Women in the Media: Latina Women in Television

By: Madison Meyer

 

Media is often a mirror of our society. Ideally, it is a conscious platform for creators to express their concerns about what is going on in the world around us. Whether their material is motivated by concern over the status quo or something else, it’s no secret that the goal is to relate to the largest population possible in order to gain an audience. This often results in stereotypes and tropes about minorities being played out on screen.

Some of the more outrageous comedy shows (like South Park and Family Guy) take these patterned characters to a completely new level. It’s the kind of comedy that takes it upon itself to be extremely offensive in order to critique our society.
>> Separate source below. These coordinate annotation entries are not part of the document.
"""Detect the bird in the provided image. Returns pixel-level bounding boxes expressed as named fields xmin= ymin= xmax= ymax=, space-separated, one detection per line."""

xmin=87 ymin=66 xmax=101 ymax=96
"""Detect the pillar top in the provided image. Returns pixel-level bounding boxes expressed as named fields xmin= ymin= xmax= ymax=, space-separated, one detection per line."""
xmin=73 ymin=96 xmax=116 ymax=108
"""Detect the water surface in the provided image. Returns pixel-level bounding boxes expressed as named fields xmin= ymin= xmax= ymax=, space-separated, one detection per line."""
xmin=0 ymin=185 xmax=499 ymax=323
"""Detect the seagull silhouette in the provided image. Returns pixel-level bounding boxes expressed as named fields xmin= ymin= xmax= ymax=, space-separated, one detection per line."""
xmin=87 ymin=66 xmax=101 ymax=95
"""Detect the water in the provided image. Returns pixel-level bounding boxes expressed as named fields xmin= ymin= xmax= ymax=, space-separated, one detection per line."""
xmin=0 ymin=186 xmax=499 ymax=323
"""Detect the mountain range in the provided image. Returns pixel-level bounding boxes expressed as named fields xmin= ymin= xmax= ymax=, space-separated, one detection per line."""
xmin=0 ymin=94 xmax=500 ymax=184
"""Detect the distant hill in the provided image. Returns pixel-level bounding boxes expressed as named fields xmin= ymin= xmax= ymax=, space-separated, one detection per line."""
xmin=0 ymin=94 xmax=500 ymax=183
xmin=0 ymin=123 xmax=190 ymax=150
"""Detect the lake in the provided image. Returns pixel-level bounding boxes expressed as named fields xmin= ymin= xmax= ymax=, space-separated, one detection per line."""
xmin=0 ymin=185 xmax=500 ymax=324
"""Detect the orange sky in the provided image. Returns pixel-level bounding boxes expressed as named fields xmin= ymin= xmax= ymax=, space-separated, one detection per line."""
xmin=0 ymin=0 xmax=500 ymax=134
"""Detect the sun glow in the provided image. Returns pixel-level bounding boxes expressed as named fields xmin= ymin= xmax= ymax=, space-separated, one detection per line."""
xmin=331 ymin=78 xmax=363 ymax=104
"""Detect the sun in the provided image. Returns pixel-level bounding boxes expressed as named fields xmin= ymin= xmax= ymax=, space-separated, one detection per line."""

This is evident in an episode of South Park when Cartman makes a hand puppet of Jennifer Lopez (bizarrely sexualized with a tiny bikini on a hand puppet) and writes a song named “Taco Flavored Kisses” (Stone and Parker, 2009). Because of course, her kisses always taste like Hispanic food and she has to be smoking hot (after all, she is a Latina woman). This extremist sort of portrayal of the tropes continues on to Family Guy with their maid, Consuela. Her character continuously has yellow cleaning gloves on, regardless of where she is and what she is doing. She is portrayed as stealing money from the family, none too bright, lazy, and yet still manages to clean everything all the time (MacFarlane, 2014). These shows are trying to give an extreme view on every race and group to attempt at provoking change through their humor and narrow minded writing. The way that they decide to portray Latinas in their shows is exactly the way that other shows do it, just in a much louder way.smpte_color_bars_16x9-svg

Other comedies such as Modern Family, Will and Grace, and My Name is Earl exemplify the same stereotypes about Latina women through their weekly sitcoms, but in a way that they must think is palatable. Sophia Vergara, one of the newest prominent names in show business these days (and one of the biggest sexpots on television) portrays a “young and dumb gold-digging wife” on Modern Family. With her hourglass shape, plump lips, and long beautiful hair… there’s nothing not to adore. This is just another example of a Latina woman being shoved into the mold that American society has created. In Will and Grace, the token Latina woman is a maid, similar to Consuela from Family Guy. Karen Walker, the boisterous woman with an ear-splitting voice is constantly jumping to the conclusion that her maid, Rosario Salazar, stole what she lost. While they are constantly fighting about who stole what, Karen is shouting racial stereotype after stereotype
. These include things like, “Listen Señorita, I could pick up anyone like you at a paint store…” and, “Hey, you washed up on the shore of this country on an inner tube wearing a banana leaf and a couple of coconuts” (Kohan, 2009, 2013). My Name is Earl combines the sexpot and domestic trope and introduces an attractive young maid played by Nadine Velasquez. She is extremely sexualized as well as working to keep afloat. These sitcoms aren’t as vulgar as some of the other shows on Comedy Central and Adult Swim but, their blatant ignorance concerning this offensive portrayal of Latinas is shocking.

 

Media is used to inform and entertain the largest demographic that it can. Often this results in stereotyping minorities that are portrayed on screen. This often creates branches of stereotypical racism that wouldn’t necessarily be rotated through society as much as it is when it is put on national television. If the nation wants to demolish racism and sexism, stereotypes like this need to fade away.